Answer
$(-\infty,2)\cup(2,5)\cup(5,\infty)$.
$\frac{x}{x-5}$.
Work Step by Step
The domain of a rational function is the set of all real numbers from which we eliminate the zeros of the denominator.
$\Rightarrow f(x)=\frac{x^2-2x}{x^2-7x+10}$
In order to dteremine the zeros of the denominator we factor $x^2-7x+10$.
Rewrite the middle term $-7x$ as $-5x-2x$.

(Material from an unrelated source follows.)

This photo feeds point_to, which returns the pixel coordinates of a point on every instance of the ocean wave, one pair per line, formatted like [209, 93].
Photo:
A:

$\Rightarrow x^2-5x-2x+10$
Group the terms.
$\Rightarrow (x^2-5x)+(-2x+10)$
Factor each group.
$\Rightarrow x(x-5)-2(x-5)$
Factor out $(x-5)$.
$\Rightarrow (x-5)(x-2)$
Determine the zeros of the denominator:
$x-5=0$ or $x-2=0$
$x=5$ or $x=2$
The domain of the function is:
$(-\infty,2)\cup(2,5)\cup(5,\infty)$.
Back substitute into the given function.
$\Rightarrow f(x)=\frac{x^2-2x}{(x-5)(x-2)}$
Factor the numerator $x^2-2x$.
Factor out $x$.
$\Rightarrow x(x-2)$
Back substitute into the given function.
$\Rightarrow f(x)=\frac{x(x-2)}{(x-5)(x-2)}$
Cancel common terms.
$\Rightarrow f(x)=\frac{x}{x-5}$.
Observation: Even though the function can be written in simplified form, the domain is determined using the original form of the function as cancelling common factors is possible only if they are not zero.